Microsoft released Windows 365—previously called Cloud PC—to its commercial customers today, so I obviously had to jump in immediately and take a look. Here are some quick first impressions of the service.
To make this happen, you will need a Microsoft 365 commercial account first. I’ve had one for years, tied to my (mostly unused) paulthurrott.com domain. I still have a Microsoft 365 Business Standard license, for some reason, which costs $12.50 per month with annual billing (so, $150 per year), but I’ve been meaning to cut that down to a Microsoft 365 Business Basic account, which is just $5 per month/$60 per year. (I don’t really need the locally-installable Office apps, since I get that from Microsoft 365 Family.)
Next, you need to pick a Windows 365 product version (or “SKU”). And there are a lot of choices, ranging from $20 per year per month all the way up to $160 per user per month. Here, I opted for the cheapest offering with monthly billing, since it’s unlikely I will keep using this. That gives me a Cloud PC with one virtual CPU, 2 GB of RAM, and 64 GB of storage at a cost of $20 per month. (This version assumes you’re using it with a PC that already has a Windows 10 Pro license; if not, the cost is $24 per month.)
To make this choice, you need to access the Admin interface in the Microsoft 365 dashboard. Then, navigate to Billing > Purchase services and select Windows 365 Business (or, if you do have a Windows 10 Pro license, Windows 365 Business (with Windows Hybrid Benefit)). And then make the purchase.
After you purchase a license, you need to assign it to a user. You do this by navigating to Licenses, selecting the Windows 365 Business license, and then choosing the user.
Once that’s all done, you can sign in with your Microsoft 365 commercial account at the Windows 365 website. Here, you will be shown a dashboard with quick actions—Manage your organization, Download Remote Desktop, and so on—and a list of your Cloud PCs.
I only have one, of course, but since it takes up to one hour to set up a new Cloud PC, I decided to download Remote Desktop for the best experience. (You can also run Windows 365 Cloud PCs via a web browser, but with a slightly reduced feature-set, Microsoft says.)
To connect Remote Desktop to your Cloud PC, you need to subscribe, or, more easily, subscribe with a URL that’s generated by the Windows 365 website.
After that, your Cloud PC(s) will appear in Remote Desktop and you can connect with them seamlessly. Well, after that hour-long wait the first time while it’s set up for you.
When that magical moment finally arrives, just double-click on the Cloud PC (and, the first time, authenticate) to get started. Remote Desktop will switch into full-screen mode by default and start up Windows 10. Slowly. (I windowed it to takes screenshots more seamlessly.)
I’m not sure what to say about the performance.

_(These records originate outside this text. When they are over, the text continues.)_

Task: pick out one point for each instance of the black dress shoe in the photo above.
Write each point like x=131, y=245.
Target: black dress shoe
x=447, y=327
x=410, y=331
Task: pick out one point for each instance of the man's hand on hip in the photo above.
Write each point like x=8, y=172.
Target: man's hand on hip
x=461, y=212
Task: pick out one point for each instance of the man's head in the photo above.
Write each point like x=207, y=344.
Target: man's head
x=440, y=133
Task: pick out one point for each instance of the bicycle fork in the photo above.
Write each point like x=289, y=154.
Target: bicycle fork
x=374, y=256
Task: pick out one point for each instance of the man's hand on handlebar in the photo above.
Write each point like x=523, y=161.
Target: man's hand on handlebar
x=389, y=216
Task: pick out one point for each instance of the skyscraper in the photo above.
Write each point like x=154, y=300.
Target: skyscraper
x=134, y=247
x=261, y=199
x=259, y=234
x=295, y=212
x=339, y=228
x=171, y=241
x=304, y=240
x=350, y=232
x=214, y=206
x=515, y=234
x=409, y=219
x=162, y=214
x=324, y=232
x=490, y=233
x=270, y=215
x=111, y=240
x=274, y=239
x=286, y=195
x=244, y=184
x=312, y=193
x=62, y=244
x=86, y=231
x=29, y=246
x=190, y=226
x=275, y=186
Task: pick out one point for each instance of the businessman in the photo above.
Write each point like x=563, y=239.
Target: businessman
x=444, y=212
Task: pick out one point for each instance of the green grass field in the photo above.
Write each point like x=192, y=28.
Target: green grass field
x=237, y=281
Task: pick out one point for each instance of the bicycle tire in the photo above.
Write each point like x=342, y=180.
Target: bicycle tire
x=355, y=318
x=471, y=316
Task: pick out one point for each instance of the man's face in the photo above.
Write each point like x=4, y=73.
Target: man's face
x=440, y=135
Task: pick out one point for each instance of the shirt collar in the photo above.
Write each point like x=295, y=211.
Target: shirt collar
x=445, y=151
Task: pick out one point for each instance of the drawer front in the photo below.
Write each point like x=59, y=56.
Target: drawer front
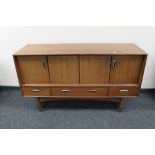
x=36, y=91
x=124, y=91
x=78, y=91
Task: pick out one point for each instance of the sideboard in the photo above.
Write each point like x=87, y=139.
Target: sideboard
x=80, y=71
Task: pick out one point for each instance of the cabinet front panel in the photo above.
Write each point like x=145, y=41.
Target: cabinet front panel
x=64, y=69
x=124, y=91
x=36, y=91
x=94, y=69
x=126, y=69
x=79, y=91
x=34, y=69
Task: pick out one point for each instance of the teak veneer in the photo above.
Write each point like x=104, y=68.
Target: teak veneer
x=80, y=71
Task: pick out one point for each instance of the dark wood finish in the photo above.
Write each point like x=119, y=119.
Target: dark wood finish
x=124, y=91
x=79, y=91
x=121, y=105
x=81, y=49
x=38, y=104
x=36, y=91
x=64, y=69
x=94, y=69
x=32, y=69
x=45, y=70
x=126, y=69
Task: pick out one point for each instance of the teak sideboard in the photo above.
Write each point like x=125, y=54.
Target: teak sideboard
x=80, y=71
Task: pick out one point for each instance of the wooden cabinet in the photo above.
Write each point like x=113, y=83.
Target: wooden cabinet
x=82, y=71
x=63, y=69
x=94, y=69
x=33, y=69
x=126, y=69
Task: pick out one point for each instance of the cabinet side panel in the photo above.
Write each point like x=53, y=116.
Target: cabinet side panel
x=126, y=69
x=33, y=70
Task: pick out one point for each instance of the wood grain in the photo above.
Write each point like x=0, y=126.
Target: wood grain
x=81, y=49
x=64, y=69
x=127, y=69
x=94, y=69
x=79, y=91
x=32, y=70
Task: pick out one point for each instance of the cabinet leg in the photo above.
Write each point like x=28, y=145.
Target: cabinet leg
x=38, y=104
x=121, y=105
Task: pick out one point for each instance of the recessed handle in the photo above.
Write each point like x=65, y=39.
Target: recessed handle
x=114, y=63
x=92, y=90
x=45, y=64
x=35, y=90
x=123, y=90
x=65, y=90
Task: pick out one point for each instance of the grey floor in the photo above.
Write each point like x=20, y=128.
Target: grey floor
x=17, y=112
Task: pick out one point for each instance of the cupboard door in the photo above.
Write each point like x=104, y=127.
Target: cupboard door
x=126, y=69
x=94, y=69
x=64, y=69
x=34, y=69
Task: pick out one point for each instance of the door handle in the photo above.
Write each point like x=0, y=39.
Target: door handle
x=114, y=63
x=45, y=64
x=35, y=90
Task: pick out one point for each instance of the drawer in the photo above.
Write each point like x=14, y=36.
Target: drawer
x=79, y=91
x=36, y=91
x=124, y=91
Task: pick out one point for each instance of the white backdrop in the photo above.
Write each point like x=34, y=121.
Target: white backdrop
x=13, y=38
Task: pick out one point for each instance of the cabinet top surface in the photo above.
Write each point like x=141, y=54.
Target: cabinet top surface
x=80, y=49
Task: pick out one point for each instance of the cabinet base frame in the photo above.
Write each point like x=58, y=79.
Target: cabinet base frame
x=39, y=101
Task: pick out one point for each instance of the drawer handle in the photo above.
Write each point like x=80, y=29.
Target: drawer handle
x=92, y=90
x=124, y=90
x=35, y=90
x=65, y=90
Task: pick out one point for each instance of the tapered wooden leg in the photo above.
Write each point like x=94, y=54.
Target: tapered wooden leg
x=38, y=104
x=121, y=105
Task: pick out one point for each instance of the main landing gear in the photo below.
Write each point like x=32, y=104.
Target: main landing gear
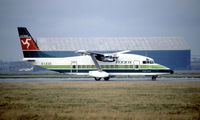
x=154, y=78
x=98, y=79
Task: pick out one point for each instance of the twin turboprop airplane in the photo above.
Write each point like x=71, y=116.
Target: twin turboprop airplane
x=93, y=64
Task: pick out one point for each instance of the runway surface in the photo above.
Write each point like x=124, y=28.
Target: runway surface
x=92, y=79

It’s the first day this service is generally available, so I have to assume that Azure is getting hammered right now. And, of course, I chose the lowliest SKU there is. Between the two, it’s not exactly fast, but I feel like it will settle in. And I’ve already noticed that running an app and then re-running it results in faster performance the second time around.

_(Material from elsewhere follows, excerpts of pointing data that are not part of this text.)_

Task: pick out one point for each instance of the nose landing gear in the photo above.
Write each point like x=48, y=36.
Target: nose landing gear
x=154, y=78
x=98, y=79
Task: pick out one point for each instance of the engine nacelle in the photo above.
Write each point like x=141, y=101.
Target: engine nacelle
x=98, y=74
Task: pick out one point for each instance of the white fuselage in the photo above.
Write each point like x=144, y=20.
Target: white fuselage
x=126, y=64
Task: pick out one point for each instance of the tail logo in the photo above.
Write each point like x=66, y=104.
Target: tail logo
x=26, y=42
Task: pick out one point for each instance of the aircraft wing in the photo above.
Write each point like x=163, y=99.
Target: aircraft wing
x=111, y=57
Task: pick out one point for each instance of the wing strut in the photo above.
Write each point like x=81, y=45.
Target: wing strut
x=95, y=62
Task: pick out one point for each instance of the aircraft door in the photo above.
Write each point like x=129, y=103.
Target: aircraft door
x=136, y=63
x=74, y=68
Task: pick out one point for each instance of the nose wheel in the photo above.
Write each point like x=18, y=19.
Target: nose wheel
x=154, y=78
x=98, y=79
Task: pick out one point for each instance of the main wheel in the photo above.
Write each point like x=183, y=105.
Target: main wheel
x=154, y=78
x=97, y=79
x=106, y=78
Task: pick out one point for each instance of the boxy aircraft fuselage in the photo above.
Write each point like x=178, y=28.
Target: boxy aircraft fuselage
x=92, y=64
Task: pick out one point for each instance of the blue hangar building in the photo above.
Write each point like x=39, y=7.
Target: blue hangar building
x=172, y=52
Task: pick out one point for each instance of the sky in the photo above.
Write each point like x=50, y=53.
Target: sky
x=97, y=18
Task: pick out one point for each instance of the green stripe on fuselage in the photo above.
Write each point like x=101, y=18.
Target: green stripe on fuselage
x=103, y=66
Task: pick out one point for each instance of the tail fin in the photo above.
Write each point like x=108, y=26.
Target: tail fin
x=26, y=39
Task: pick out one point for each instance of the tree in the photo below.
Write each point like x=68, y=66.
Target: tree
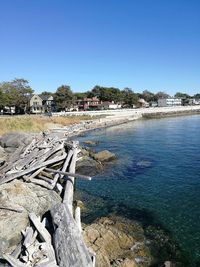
x=148, y=96
x=47, y=94
x=161, y=95
x=80, y=95
x=182, y=95
x=129, y=97
x=196, y=96
x=16, y=94
x=63, y=97
x=106, y=93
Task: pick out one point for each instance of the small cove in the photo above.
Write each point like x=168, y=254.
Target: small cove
x=156, y=177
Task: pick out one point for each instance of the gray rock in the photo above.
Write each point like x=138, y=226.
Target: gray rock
x=88, y=166
x=104, y=156
x=11, y=141
x=3, y=154
x=91, y=142
x=27, y=196
x=144, y=163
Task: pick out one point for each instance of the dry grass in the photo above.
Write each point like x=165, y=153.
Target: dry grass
x=35, y=123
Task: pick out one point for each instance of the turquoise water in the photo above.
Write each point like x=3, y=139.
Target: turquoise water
x=157, y=173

As you would expect, the Cloud PC offers Windows 10 version 21H1, and while I had expected to see the Pro version, it was Enterprise. It’s very clean, also as expected, with no crapware or bloatware in the Start menu at all and only two apps pinned to the tile area.
And even though I am using the cheapest SKU, there’s still some nice integration between the Cloud PC and my local PC. When I open File Explorer on the Cloud PC, for example, there are redirected drives representing my local PC’s C: and D: drives, so I can easily copy files back and forth.

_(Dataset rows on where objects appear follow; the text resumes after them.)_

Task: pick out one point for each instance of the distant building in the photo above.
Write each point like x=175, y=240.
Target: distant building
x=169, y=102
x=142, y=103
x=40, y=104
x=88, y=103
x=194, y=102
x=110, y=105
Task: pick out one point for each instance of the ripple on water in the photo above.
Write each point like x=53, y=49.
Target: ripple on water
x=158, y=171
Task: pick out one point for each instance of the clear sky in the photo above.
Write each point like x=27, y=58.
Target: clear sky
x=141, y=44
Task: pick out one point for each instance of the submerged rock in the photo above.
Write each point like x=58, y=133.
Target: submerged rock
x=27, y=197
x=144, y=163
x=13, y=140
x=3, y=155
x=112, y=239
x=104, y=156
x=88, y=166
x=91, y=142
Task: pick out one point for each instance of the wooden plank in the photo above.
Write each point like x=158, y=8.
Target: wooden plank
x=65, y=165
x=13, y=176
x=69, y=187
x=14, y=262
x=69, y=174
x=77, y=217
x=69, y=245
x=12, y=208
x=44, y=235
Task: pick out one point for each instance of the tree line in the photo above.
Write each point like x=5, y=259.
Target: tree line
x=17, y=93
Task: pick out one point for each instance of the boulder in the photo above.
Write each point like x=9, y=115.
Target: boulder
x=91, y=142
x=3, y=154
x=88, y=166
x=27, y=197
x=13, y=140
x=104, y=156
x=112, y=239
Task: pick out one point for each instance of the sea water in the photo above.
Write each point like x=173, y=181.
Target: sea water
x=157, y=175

I was happy to snag the new purple Window 10 wallpaper provided by Windows 365, for example.
The Store apps all had their old white icons, too, so I checked for updates with the Microsoft Store and got those updated. I also performed a few basic housekeeping tasks like pinning frequently-used apps to the taskbar.
One of the nice things about Windows 365 is that it will store your state when you terminate the remote connection. That way, when you sign back in, everything is right where you left it. Any open applications or windows will still be open, in other words.
Another thing you don’t have to do, of course, is check for system updates. That’s handled for you automatically by Microsoft.
My only major takeaway so far is that this product seems to be ideally suited for two audiences: Those not using Windows PCs—there are native Remote Desktop clients on Mac, iPad, Android, and elsewhere, and the web for everywhere else—and those using personal PCs to more securely access work resources. I haven’t tried this yet, but I suspect that Windows 365 would work very well on an iPad Pro or iPad Air with a Magic Keyboard (and its integrated touchpad).
Windows 365 doesn’t make a lot of sense for me, of course, because I already use and prefer Windows PCs, have been integrating my personal and work data for years, and have no plans to move to another platform. But that’s fine, this was just for testing purposes, and it’s easy to see how useful this service could be. And that, should Microsoft lower prices and bring it to consumers, it could be a very interesting solution, especially for those who have chosen non-Windows hardware.